BERN, Switzerland (Associated Press, RFE/RL) - After an unprecedented trial, a Swiss court Friday cleared prominent Turkish organizations of charges that they violated racial discrimination laws by disputing the World War I era genocide of Armenians.
The case was based on Switzerland's 1995 anti-racism law, making it a criminal offense to "deny, grossly minimize or seek to justify genocide or other crimes against humanity." Until now it was used only against those denying the existence of the Nazi Holocaust.
A Swiss-Armenian association filed a criminal complaint in 1997, objecting to a letter by Turkish associations which said that the "analogy between the (Nazi) Holocaust and the displacement of the Armenian population has no basis."
"It is not possible to talk about 'genocide' when the Ottoman government never intended to 'exterminate' the Armenians," said the letter, drafted by a coordinating body of Swiss-based Turkish organizations.
The Turkish letter to members of the Swiss parliament was in response to a petition by the Armenian community urging Switzerland to recognize as genocide the killing of more than a million Armenians during and after World War I. Court president Lienhard Ochsner dismissed the case for lack of subjective evidence and said there is no sign that the Turks knowingly breached the anti-racism law. The
letter was merely an attempt to voice the opinion of the Turkish community in Switzerland, he ruled.
"They wanted to preserve the untarnished image of their homeland," said Ochsner in his judgment. It was the first case of its kind worldwide.
He said that none of the accused were academics familiar with historical events. All had been influenced by the Turkish teaching of history, which portrayed the genocide purely as an unsubstantiated Armenian allegation.
The Swiss-Armenian association said it will appeal. One of the two ethnic Armenian plaintiffs, Sarkis Shahinian, told RFE/RL by phone that he was “shocked and outraged” by the ruling, which he said “had nothing to do with Swiss law” and was politically motivated. Shahinian charged that Ochsner’s decision was a result of “political pressure.”

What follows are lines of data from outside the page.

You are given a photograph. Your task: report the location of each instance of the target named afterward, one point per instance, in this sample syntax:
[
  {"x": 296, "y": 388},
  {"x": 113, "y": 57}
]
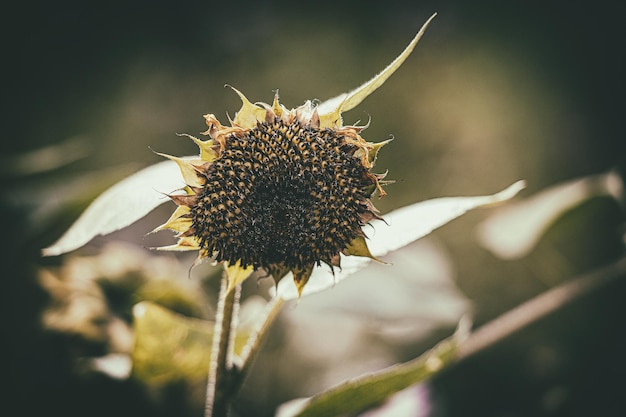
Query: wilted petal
[
  {"x": 402, "y": 227},
  {"x": 322, "y": 277},
  {"x": 347, "y": 101},
  {"x": 237, "y": 274},
  {"x": 515, "y": 230},
  {"x": 121, "y": 205}
]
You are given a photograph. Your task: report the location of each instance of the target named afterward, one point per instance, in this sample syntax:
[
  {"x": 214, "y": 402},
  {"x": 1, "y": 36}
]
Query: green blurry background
[{"x": 493, "y": 93}]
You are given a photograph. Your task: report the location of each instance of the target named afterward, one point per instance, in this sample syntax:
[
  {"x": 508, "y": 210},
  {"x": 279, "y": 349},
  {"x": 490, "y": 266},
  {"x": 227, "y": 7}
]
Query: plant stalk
[{"x": 220, "y": 389}]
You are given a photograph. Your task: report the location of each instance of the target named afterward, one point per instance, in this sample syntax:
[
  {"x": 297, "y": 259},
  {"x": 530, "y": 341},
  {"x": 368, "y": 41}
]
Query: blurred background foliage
[{"x": 494, "y": 92}]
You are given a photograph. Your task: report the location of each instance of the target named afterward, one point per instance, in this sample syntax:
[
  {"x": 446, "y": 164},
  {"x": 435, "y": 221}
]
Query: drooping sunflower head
[{"x": 280, "y": 190}]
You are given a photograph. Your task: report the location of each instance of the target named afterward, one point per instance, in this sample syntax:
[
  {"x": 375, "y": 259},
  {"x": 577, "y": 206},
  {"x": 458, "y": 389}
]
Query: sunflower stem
[{"x": 220, "y": 387}]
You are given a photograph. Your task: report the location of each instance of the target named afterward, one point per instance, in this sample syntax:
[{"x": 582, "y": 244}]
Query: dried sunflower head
[{"x": 280, "y": 190}]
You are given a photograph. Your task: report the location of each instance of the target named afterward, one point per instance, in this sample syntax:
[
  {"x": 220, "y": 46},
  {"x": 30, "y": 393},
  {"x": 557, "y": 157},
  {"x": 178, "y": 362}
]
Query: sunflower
[{"x": 278, "y": 190}]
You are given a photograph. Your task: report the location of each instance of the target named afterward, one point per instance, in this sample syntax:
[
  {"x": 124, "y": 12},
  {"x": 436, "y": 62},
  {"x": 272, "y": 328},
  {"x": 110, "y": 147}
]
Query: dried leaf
[
  {"x": 121, "y": 205},
  {"x": 400, "y": 228}
]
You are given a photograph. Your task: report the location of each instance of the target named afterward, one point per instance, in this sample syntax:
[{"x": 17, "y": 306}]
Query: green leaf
[
  {"x": 172, "y": 347},
  {"x": 358, "y": 394}
]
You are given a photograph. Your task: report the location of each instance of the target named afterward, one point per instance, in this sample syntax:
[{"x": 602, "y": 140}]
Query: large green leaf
[
  {"x": 358, "y": 394},
  {"x": 171, "y": 347}
]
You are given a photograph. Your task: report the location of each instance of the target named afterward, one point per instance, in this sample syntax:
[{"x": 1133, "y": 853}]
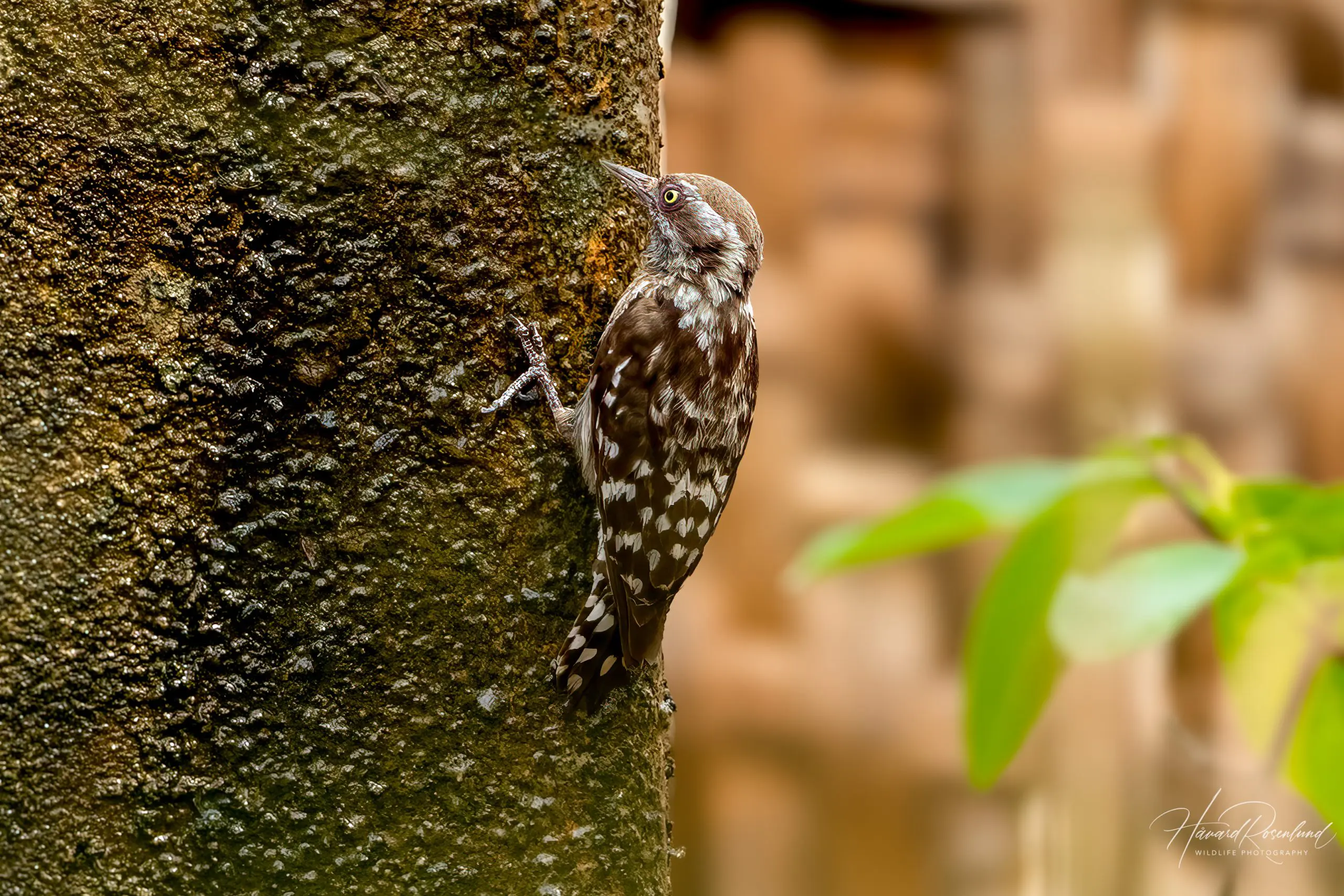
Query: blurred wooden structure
[{"x": 994, "y": 229}]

The Swiss government refuses to officially use the term “genocide” with respect to the mass killings of Armenians, but lawmakers have tried several times to pass bills recognizing the genocide.
Armenians, backed by many foreign historians, say some 1.5 million of their people were killed as the Ottoman Empire forced them from eastern Turkey between 1915 and 1923 - and that this was a deliberate campaign of genocide by Turkey's rulers at that time. Turkey admits hundreds of thousands died, but says that Armenians were killed or displaced as the Ottoman Empire tried to secure its border with Russia and stop attacks by Armenian militants.
The killings have been recognized as genocide by a U.N. human rights panel and several national governments - including France, Argentina and Russia - as well as 11 U.S. state governments. Turkey retaliated against several French companies in January, canceling millions of dollars worth of defense deals, in fury at the French parliamentary vote.
Last fall former President Bill Clinton persuaded the U.S. House to shelve a nonbinding resolution that would have used the term genocide, arguing it would damage relations with a key ally.